The Center is intended as a gathering place on UTRGV’s Edinburg and Brownsville campuses that will encourage faculty and students to learn about the arts in Latin American and connect with diverse histories and cultures, McAllen said. International performances and renowned scholars from across the United States and Latin America are slated to visit the center in coming months.
“The Center will bring a clearer focus and identity to the UTRGV College of Fine Arts and offer greater coordination and support to existing initiatives for research, teaching and creative works relating to the RGV and Latin America,” Amado said. “It will also develop new initiatives that will help UTRGV and the Valley attain a national reputation in the arts.”
With a focus on education and outreach, the center can also highlight the unique culture that exists along the U.S.-Mexico border and potentially enhance understanding on Mexican and U.S. traditions. The Center is currently producing a carta de intención with the Mexican Consulate in the city of McAllen to formally confirm its intentions to collaborate on projects related to the arts, music, dance, theatre, and creative writing in Mexico and the United States and place UTRGV at the center of these binational events.

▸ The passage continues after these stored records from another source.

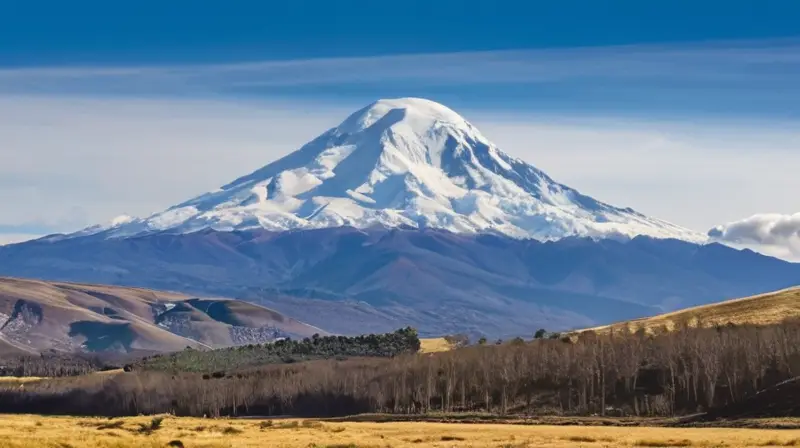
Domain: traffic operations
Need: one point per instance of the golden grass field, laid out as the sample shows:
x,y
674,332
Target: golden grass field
x,y
433,345
763,309
30,431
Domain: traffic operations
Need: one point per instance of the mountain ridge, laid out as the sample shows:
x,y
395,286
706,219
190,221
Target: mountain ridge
x,y
38,315
377,280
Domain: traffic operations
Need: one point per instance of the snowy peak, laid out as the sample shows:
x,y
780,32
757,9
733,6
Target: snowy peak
x,y
403,162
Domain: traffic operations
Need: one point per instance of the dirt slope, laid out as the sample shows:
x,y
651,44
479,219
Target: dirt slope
x,y
763,309
39,315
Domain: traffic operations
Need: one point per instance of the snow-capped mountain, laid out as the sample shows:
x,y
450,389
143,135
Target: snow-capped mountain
x,y
401,162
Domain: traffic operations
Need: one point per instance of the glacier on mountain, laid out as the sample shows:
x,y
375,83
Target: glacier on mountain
x,y
401,162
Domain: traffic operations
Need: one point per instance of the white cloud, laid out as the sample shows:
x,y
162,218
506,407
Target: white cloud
x,y
761,64
67,162
772,233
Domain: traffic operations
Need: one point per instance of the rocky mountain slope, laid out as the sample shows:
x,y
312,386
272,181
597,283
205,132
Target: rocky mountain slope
x,y
405,214
350,281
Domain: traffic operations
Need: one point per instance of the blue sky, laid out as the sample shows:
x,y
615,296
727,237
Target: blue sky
x,y
675,104
152,32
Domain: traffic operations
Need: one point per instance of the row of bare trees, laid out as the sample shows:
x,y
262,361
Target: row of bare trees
x,y
667,374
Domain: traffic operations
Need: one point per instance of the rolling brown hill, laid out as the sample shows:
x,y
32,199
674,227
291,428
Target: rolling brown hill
x,y
762,309
36,316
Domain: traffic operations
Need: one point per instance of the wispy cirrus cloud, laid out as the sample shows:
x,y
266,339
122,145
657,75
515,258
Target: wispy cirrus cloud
x,y
744,76
81,145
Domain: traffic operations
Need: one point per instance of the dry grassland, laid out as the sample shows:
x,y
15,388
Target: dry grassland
x,y
764,309
434,345
64,432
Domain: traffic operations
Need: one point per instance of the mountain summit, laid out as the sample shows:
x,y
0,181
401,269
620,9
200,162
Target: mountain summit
x,y
401,162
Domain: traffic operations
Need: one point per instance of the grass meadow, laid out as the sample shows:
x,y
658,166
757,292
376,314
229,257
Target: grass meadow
x,y
29,431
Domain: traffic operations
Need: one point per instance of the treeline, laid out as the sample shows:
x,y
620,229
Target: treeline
x,y
284,351
681,372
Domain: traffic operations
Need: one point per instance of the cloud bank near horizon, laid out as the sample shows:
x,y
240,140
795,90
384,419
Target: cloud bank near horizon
x,y
85,144
772,233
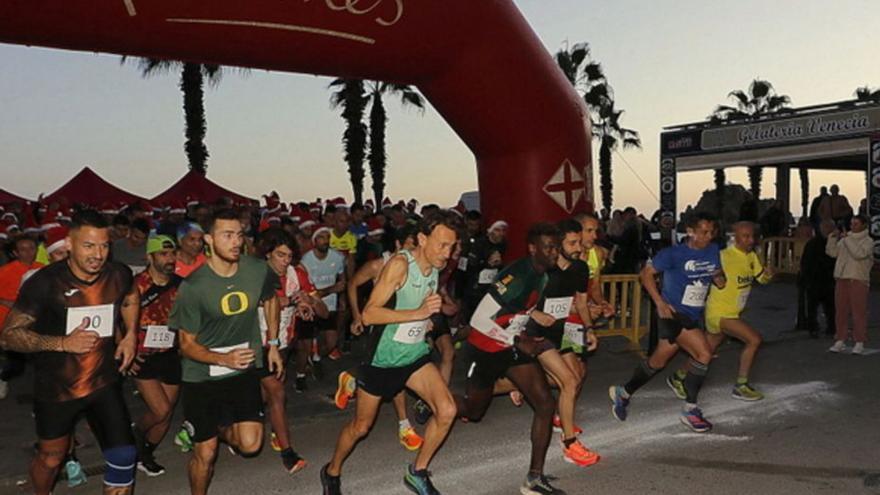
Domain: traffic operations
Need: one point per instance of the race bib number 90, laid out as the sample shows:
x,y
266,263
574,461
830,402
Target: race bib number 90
x,y
96,319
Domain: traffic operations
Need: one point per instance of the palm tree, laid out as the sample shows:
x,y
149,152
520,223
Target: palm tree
x,y
760,99
588,78
192,81
378,158
351,96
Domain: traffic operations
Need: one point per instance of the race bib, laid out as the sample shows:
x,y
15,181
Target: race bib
x,y
558,307
412,332
158,337
487,276
742,298
98,319
573,332
216,369
695,295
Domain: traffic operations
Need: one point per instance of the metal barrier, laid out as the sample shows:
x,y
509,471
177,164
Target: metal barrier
x,y
783,254
624,292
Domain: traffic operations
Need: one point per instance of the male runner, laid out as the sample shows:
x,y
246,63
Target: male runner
x,y
78,318
497,348
157,368
216,317
400,305
688,270
565,293
742,268
405,238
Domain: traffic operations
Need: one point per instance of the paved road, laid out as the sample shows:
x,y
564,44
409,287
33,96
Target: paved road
x,y
817,432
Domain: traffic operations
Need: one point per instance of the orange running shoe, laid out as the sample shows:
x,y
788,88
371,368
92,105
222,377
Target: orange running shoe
x,y
557,426
345,389
579,455
410,439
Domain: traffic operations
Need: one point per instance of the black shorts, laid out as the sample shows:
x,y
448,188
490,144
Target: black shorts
x,y
104,410
387,382
670,328
485,368
212,404
162,366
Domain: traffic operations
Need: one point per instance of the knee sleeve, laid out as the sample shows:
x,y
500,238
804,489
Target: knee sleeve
x,y
120,465
698,368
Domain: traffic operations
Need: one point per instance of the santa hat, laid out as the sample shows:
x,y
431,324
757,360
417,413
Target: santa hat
x,y
374,227
320,230
498,224
56,238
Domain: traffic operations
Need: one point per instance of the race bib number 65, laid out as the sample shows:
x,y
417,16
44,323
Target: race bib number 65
x,y
96,318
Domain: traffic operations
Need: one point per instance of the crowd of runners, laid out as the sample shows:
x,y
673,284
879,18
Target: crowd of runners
x,y
216,306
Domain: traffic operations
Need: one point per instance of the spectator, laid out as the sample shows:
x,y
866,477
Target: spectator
x,y
852,270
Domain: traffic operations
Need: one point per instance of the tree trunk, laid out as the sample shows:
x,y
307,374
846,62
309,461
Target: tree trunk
x,y
378,158
355,137
605,181
805,191
191,83
756,173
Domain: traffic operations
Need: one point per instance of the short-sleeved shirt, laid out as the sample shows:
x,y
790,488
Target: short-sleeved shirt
x,y
742,270
325,272
222,312
345,244
156,304
47,296
516,289
687,276
558,297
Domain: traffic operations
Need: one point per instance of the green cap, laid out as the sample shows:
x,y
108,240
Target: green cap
x,y
158,243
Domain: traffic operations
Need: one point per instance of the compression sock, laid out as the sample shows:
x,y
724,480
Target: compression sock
x,y
694,380
642,375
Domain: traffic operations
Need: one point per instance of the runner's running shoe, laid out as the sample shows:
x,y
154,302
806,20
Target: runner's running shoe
x,y
557,426
677,386
693,419
293,463
421,411
579,455
539,485
745,391
75,474
419,482
346,386
619,402
410,439
332,485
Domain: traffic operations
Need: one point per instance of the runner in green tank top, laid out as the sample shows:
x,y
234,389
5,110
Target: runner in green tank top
x,y
400,306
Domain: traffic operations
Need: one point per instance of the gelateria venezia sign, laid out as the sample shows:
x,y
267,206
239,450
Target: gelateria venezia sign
x,y
809,128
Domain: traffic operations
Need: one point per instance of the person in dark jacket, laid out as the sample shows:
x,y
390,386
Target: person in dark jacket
x,y
817,277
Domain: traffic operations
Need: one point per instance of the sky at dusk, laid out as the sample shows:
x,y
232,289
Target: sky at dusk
x,y
669,63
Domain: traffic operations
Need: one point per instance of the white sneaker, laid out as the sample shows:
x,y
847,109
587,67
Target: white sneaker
x,y
838,346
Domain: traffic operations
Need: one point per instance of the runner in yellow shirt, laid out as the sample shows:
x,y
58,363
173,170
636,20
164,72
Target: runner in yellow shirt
x,y
723,309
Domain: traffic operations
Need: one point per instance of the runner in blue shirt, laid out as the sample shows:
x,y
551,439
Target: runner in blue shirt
x,y
688,270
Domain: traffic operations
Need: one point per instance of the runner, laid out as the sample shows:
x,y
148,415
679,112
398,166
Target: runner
x,y
298,299
498,348
70,315
216,317
688,270
564,295
742,268
157,367
400,305
405,239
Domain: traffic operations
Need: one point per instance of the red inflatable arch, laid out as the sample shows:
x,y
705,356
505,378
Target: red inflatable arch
x,y
477,61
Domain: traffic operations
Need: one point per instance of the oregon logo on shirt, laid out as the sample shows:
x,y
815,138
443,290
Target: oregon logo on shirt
x,y
234,303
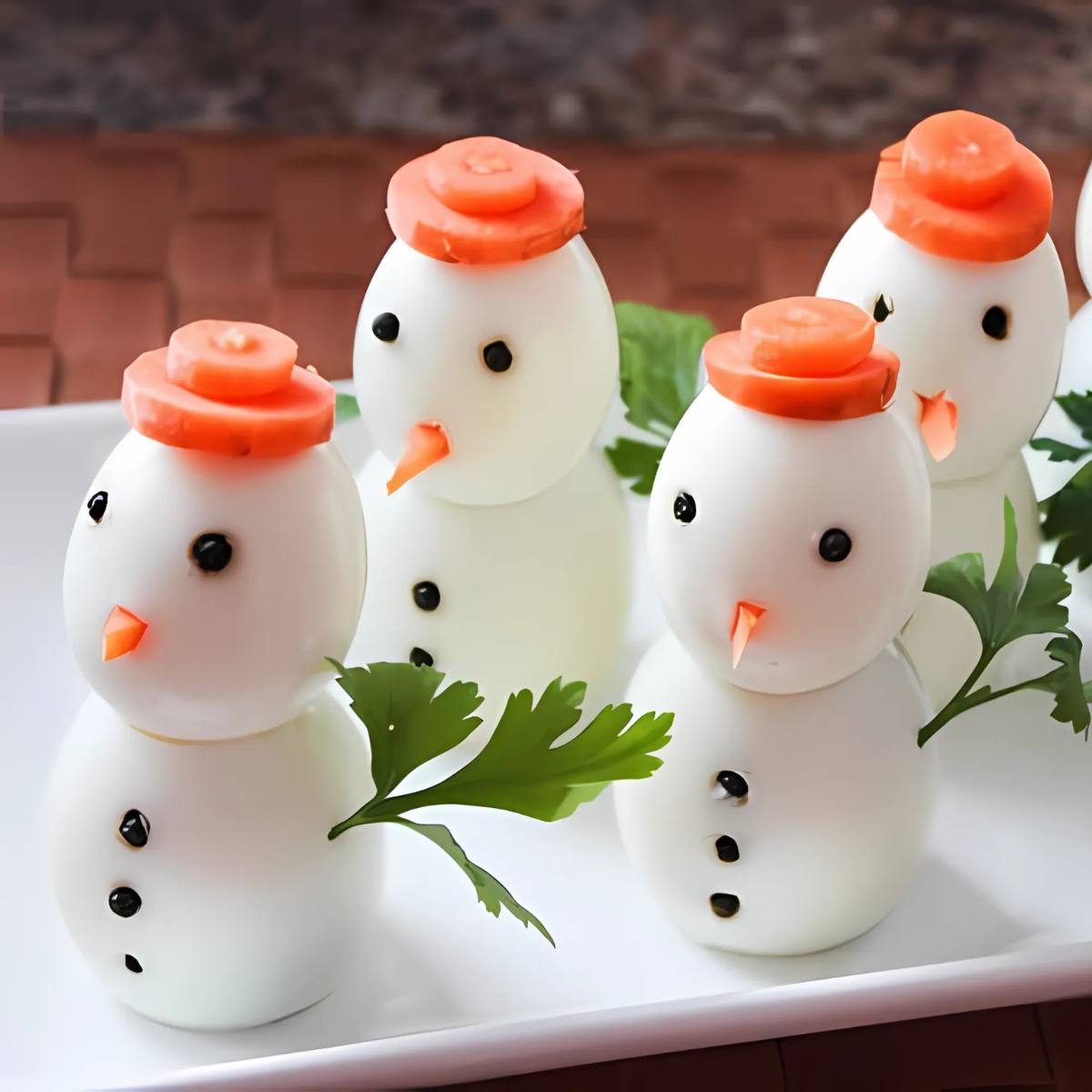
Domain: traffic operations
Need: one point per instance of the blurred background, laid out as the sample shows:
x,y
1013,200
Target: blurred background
x,y
162,162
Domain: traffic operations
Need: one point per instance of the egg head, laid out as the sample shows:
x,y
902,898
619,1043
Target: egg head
x,y
486,350
789,525
955,263
218,554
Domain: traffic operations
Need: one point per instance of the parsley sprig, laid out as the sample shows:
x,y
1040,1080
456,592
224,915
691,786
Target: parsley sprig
x,y
523,768
659,375
1009,609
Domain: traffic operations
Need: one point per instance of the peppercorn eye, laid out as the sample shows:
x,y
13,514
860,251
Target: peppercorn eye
x,y
995,323
386,327
685,508
834,545
212,551
96,507
497,356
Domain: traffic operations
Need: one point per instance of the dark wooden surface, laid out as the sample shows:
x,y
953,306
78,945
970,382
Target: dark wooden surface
x,y
1030,1048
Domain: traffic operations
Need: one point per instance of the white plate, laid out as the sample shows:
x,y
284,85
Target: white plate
x,y
999,915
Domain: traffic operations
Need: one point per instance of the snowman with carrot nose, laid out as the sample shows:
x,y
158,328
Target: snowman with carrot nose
x,y
486,356
954,261
217,560
789,533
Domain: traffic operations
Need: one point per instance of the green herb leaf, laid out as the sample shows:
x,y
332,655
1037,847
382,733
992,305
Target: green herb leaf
x,y
1078,409
345,409
659,356
1059,452
659,363
522,768
1070,696
633,459
1011,609
491,894
409,723
1068,520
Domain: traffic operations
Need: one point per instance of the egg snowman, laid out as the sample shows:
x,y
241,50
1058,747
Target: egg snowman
x,y
218,557
1077,354
955,262
486,356
789,535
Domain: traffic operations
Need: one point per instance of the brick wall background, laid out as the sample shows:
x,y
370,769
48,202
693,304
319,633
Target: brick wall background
x,y
109,241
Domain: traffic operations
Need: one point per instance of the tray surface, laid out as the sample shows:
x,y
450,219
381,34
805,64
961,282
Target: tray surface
x,y
999,913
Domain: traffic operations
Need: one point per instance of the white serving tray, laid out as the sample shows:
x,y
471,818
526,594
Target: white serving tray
x,y
999,915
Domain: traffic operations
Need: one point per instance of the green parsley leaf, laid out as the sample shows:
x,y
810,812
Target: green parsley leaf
x,y
491,894
1060,452
659,355
633,459
523,768
409,724
1068,520
345,409
1070,698
1078,409
1011,609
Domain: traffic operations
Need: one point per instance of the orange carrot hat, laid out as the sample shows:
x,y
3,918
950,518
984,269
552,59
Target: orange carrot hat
x,y
804,358
228,388
961,186
484,201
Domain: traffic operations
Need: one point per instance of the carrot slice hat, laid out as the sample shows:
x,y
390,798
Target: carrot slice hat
x,y
485,201
804,358
228,388
961,186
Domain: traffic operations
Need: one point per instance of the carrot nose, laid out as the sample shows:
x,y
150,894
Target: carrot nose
x,y
743,625
939,421
426,445
121,633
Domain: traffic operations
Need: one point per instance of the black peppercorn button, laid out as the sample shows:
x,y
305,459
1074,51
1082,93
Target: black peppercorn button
x,y
125,902
724,905
96,507
995,323
135,829
734,784
386,327
426,595
727,849
497,356
212,551
834,545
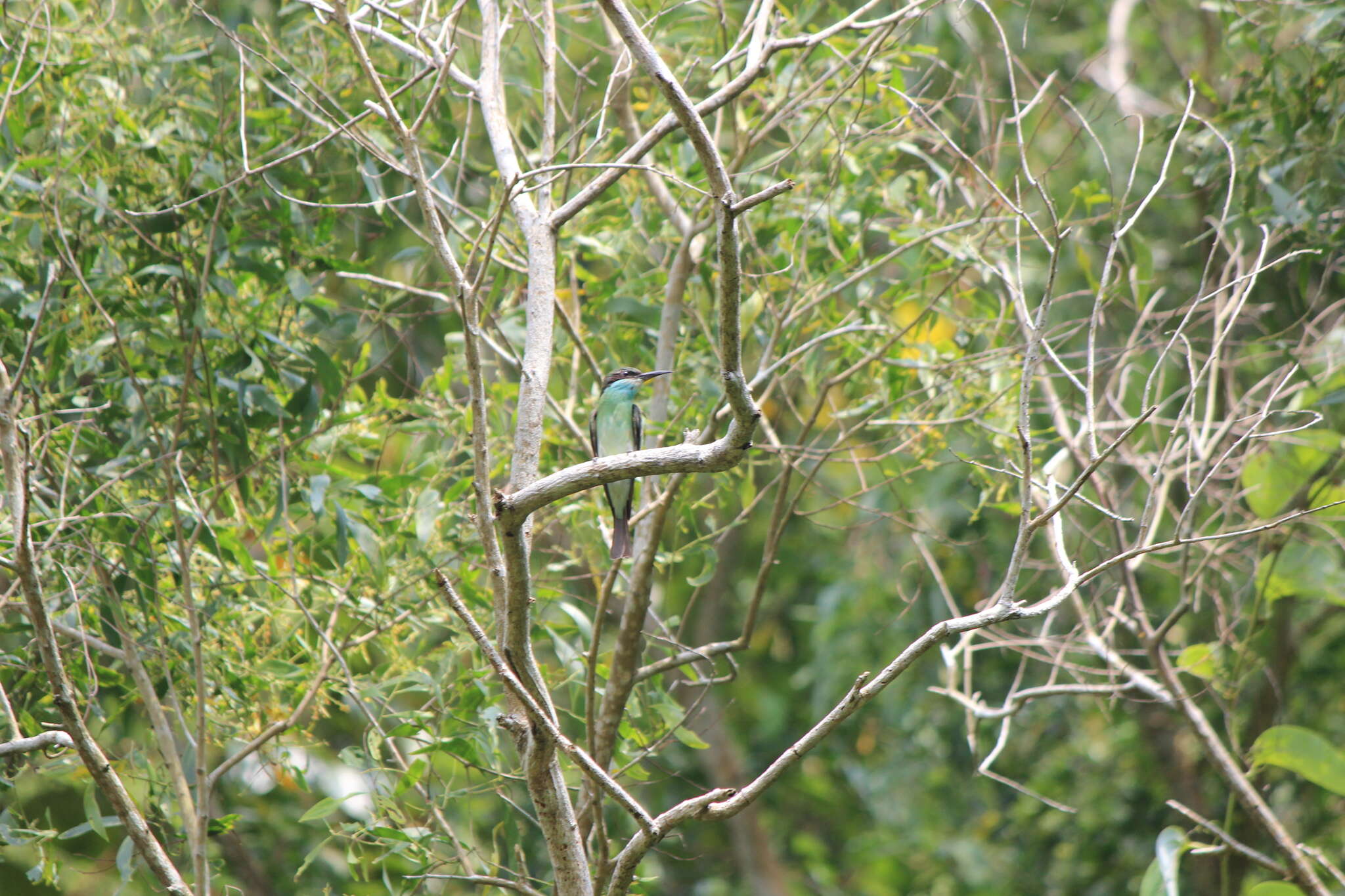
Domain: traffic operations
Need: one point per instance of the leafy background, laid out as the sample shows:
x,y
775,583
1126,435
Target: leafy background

Some of the Center’s goals will be to carve out an identity for the UTRGV College of Fine Arts through the talents of its faculty and students, to produce academic work in the field of Latin American art that will help build the reputation of the university as a whole.
“We have a rich culture in the Valley that not only encompasses classic arts and folk arts, but popular art as well, from Latin Jazz to Conjunto and Graffiti,” Block said. “The Center for Latin American Arts hopes to be a mechanism to promote all such arts, to bring in many more guest scholars and artists to the Valley and UTRGV, and to build relationships with other institutions in Mexico and beyond.”
“The arts are an engaging source of learning and creativity that provide insights into diverse cultures and our identities,” McAllen said, “and the vision for the CLAA was spearheaded by Dean Block to showcase the talents of UTRGV’s faculty and students from various fields.”
The steering committee – comprised of professors Wiley, Amado, Peña, Sonia Chapa (Dance Program), Robert Bradley (School of Art), McAllen, Constance Cortez (director of the School of Art), and Kurt Martinez (director of the School of Music) – collaborated to write the proposal for the center.
“This has been a dream made into reality for both Dr. McAllen and Dr. Block,” said Kelly Scrivner, vice president for Institutional Advancement. “This is so exciting for UTRGV, the region and beyond.”
The Center for Latin American Arts will be located on the Edinburg Campus on the second floor of the Library, ELIBR 2.114.
On the Brownsville Campus, the Center will be inside the Music, Science & Learning Center, BMSLC 20210.
For more information, visit www.utrgv.edu/CLAA.
ABOUT THE UTRGV CENTER FOR LATIN AMERICAN ARTS
The Center for Latin American Arts advances scholarship, performances and the exhibition of the arts in the Spanish- and Portuguese-speaking worlds and the United States.
The Arts are a uniquely tangible source of entertainment, learning and beauty that provides essential vocabularies for communication and sources of pleasure in our daily lives. The Arts also provide insights into our local cultural identity, fostering understanding, tolerance, and appreciation for the traditions and people around us and throughout the world. The Center for Latin American Arts seeks to be a place of gathering and collaboration under the auspices of UTRGV to promote the arts in Latin America, expand our knowledge, and connect with traditions that are important to our community in the Rio Grande Valley.